Categories: RSS Bandit

July 24, 2004
@ 08:51 PM

In the past couple of months Google has hired four people who used to work on Internet Explorer in various capacities [especially its XML support] who then moved to BEA; David Bau, Rod Chavez, Gary Burd and most recently Adam Bosworth. A number of my coworkers used to work with these guys since our team, the Microsoft XML team, was once part of the Internet Explorer team. It's been interesting chatting in the hallways with folks contemplating what Google would want to build that requires folks with a background in building XML data access technologies both on the client side, Internet Explorer and on the server, BEA's WebLogic.

Another interesting recent Google hire is Joshua Bloch. He is probably the most visible guy working on the Java language at Sun behind James Gosling. Based on recent interviews with Joshua Bloch about Java his most recent endeavors involved adding new features to the language that mimic those in C#.

While chomping on some cheap sushi at Sushi Land yesterday some friends and I wondered what Google could be planning next. So far, the software industry including my employer has been playing catchup with Google and reacting to their moves. According to news reports MSN is trying to catch up to Google search and Hotmail ups their free storage limit to compete with GMail. However this is all reactive and we still haven't seen significant competition to Google News, Google Image Search, Google Groups or even to a lesser extent Orkut and Blogger. By the time the major online networks like AOL, MSN or Yahoo! can provide decent alternatives to this media empire Google will have produced their next major addition.
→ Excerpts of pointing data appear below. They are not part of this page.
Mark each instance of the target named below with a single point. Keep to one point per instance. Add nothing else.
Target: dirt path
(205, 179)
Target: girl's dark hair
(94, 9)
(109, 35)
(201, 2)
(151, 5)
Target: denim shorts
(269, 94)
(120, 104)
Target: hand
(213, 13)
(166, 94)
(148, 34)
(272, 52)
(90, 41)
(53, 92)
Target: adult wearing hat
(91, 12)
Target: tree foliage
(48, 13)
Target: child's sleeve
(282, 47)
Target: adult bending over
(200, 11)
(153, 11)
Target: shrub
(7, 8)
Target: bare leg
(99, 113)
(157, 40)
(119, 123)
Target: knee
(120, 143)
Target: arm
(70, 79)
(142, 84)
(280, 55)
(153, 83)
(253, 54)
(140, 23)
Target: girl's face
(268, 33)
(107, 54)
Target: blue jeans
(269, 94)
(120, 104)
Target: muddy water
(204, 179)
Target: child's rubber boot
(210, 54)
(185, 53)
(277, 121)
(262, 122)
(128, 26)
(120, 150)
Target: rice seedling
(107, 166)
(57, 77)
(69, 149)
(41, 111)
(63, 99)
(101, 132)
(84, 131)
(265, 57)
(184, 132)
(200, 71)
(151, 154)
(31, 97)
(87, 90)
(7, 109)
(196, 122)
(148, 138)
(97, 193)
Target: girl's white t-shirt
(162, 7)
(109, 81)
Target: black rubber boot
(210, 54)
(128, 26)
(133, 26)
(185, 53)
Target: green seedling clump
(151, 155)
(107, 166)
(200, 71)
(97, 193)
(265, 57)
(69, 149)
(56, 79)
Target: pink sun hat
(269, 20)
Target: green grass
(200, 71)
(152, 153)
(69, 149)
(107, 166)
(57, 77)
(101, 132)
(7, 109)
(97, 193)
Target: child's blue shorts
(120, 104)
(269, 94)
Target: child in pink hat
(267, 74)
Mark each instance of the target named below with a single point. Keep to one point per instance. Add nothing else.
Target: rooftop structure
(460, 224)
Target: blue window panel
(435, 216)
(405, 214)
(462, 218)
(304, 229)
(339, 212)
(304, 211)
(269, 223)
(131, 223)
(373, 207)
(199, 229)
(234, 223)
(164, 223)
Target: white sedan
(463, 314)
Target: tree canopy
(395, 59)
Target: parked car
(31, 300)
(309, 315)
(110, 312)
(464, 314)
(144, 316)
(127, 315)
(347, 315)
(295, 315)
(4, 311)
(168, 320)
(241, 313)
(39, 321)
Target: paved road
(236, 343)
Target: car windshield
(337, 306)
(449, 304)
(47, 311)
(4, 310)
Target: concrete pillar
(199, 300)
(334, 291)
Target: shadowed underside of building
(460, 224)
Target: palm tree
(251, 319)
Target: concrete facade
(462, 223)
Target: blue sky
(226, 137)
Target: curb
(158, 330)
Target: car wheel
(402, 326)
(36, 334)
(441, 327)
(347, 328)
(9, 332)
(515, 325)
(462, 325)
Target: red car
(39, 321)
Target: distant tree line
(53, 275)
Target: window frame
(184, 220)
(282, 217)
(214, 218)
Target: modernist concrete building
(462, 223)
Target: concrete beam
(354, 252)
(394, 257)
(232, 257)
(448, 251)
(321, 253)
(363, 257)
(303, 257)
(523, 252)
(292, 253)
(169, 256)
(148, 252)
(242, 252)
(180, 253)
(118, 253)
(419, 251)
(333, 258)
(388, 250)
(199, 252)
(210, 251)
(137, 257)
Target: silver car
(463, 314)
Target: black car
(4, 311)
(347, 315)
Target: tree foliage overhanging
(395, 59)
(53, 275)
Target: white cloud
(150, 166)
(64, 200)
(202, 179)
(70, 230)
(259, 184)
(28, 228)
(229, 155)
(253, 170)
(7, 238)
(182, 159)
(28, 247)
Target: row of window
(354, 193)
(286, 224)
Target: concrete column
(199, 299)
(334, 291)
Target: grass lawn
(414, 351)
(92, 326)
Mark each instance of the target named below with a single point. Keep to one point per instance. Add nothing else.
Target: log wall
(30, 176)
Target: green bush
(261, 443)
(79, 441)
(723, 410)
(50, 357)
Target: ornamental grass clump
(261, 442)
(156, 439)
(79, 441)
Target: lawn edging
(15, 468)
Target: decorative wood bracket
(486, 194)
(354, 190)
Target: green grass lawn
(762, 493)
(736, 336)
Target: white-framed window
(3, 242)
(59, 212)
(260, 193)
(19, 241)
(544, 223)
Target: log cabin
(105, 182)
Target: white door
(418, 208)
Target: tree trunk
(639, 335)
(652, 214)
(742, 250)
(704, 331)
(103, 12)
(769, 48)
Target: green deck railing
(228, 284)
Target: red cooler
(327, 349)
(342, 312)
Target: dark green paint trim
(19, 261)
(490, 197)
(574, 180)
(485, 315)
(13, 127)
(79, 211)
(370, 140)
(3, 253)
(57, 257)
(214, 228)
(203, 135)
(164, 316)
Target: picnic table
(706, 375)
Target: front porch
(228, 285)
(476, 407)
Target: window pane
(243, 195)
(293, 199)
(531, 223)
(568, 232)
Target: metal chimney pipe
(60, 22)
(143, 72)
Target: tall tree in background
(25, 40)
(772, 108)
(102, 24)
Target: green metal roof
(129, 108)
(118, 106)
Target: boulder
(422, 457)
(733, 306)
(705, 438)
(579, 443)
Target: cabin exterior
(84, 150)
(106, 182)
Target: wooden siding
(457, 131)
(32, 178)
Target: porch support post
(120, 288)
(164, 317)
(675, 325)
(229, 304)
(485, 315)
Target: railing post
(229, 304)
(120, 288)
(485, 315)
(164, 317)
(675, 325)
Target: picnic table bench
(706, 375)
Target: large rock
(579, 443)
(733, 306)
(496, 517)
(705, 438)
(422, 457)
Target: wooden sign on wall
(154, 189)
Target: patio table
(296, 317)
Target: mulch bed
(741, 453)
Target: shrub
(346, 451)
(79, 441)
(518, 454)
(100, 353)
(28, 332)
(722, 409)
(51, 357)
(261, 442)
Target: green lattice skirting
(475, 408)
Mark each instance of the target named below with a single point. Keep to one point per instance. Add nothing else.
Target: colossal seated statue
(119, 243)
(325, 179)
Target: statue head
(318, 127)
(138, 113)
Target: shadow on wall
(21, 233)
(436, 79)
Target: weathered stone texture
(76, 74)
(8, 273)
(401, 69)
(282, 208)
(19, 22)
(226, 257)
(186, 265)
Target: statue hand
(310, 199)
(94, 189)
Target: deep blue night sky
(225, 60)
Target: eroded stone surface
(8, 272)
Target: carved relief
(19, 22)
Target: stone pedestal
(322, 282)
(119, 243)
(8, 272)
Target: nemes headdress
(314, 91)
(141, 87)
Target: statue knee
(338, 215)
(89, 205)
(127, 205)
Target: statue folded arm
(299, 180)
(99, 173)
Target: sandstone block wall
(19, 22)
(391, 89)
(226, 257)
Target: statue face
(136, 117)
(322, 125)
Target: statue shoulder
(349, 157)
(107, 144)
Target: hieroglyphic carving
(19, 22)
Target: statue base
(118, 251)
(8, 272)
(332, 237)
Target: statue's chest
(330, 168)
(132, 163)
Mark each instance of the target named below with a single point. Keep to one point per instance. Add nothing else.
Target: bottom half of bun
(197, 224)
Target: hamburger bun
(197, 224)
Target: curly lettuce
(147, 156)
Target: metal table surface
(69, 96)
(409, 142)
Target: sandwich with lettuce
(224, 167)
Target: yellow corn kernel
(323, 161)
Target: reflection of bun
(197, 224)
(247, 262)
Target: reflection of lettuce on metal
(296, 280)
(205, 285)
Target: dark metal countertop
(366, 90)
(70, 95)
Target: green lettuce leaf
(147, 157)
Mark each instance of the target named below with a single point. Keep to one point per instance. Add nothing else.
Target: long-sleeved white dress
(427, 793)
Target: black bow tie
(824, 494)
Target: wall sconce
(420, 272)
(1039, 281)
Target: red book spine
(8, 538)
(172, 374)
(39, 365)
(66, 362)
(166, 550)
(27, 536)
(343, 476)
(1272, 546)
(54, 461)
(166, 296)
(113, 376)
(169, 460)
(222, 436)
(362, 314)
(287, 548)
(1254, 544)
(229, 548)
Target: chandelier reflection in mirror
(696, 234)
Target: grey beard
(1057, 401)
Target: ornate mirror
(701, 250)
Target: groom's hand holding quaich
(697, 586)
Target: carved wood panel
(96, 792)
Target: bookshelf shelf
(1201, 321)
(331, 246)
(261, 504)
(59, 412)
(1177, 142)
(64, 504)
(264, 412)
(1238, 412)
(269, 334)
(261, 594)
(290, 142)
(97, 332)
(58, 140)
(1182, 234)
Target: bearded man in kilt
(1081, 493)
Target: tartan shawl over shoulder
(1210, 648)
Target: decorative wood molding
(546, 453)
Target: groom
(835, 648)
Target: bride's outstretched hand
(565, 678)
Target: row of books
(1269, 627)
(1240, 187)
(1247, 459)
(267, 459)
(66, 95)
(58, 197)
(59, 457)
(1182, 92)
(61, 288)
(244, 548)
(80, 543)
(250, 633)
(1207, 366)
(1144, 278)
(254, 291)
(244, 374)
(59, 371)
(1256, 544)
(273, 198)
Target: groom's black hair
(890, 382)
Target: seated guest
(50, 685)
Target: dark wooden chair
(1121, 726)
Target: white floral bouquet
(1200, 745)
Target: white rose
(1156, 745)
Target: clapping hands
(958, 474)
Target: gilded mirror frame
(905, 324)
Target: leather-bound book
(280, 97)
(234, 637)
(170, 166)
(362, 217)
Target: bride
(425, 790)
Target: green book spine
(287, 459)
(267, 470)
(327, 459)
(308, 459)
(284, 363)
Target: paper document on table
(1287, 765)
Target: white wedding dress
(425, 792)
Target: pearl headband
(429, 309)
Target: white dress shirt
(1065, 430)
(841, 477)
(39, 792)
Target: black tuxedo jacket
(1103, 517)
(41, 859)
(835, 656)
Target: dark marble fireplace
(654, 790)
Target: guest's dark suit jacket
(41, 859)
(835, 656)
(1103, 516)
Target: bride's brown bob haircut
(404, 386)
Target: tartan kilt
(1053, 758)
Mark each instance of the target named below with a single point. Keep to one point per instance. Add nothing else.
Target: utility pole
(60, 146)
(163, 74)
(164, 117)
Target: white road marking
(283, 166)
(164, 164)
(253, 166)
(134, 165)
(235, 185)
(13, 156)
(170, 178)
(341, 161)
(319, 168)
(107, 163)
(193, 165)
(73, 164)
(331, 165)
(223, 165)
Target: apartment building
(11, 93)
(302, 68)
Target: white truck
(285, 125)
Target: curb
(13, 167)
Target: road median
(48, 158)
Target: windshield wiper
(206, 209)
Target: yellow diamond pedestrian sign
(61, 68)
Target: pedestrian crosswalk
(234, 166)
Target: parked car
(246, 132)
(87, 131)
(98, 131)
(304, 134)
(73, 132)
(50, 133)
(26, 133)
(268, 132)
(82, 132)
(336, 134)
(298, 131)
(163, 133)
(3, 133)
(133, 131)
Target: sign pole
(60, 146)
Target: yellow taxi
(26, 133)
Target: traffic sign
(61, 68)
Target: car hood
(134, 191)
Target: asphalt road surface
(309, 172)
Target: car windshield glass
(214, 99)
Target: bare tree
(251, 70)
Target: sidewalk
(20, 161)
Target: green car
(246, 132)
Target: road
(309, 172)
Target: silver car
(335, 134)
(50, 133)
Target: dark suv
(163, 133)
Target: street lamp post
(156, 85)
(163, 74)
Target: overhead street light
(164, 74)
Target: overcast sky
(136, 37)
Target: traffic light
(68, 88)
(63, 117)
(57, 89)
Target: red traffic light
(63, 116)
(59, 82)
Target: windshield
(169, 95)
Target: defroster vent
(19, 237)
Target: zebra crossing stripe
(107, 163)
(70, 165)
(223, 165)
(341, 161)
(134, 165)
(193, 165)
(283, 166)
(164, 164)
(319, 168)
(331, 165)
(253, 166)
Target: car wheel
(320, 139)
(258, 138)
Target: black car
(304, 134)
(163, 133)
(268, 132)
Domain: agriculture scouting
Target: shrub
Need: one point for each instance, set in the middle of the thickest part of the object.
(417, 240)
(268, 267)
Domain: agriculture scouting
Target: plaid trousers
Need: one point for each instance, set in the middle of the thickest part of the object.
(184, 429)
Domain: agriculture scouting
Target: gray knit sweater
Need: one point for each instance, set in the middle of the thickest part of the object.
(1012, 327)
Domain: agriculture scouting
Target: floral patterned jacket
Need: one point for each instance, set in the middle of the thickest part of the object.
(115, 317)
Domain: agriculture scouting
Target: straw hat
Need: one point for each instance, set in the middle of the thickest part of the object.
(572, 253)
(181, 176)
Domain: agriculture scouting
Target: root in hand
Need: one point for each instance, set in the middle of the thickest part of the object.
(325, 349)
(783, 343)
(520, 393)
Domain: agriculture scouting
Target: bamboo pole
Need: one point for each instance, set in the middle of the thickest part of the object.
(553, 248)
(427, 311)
So far Google doesn't seem to have stitched all its pieces into a coherent media empire as competitors like Yahoo! have done but this seems like it will only be a matter of time. What is of more interest to the geek in me is what Google could build next that could tie it all together. As Rich Skrenta wrote in his post the Secret Source of Google's Power

Google is a company that has built a single very large, custom computer. It's running their own cluster operating system. They make their big computer even bigger and faster each month, while lowering the cost of CPU cycles. It's looking more like a general purpose platform than a cluster optimized for a single application.

While competitors are targeting the individual applications Google has deployed, Google is building a massive, general purpose computing platform for web-scale programming.

A friend of mine, Justin, had an interesting idea at dinner yesterday. What if Google ends up building the network computer? They can give users the storage space and reliability to run place all their data online. They can mimic the major desktop applications users interact with daily by using Web technologies. This sounds far fetched but then again, I'd have never imagined I'd see a free email service that gave 1GB of free email.

Although I think Justin's idea is outlandish but suspect the truth isn't much further from that.

Update: It seems Google also picked up another Java language guy from Sun. Neal Gafter who worked on various Java compiler tools including javac, javadoc and javap. Curiouser and curiouser.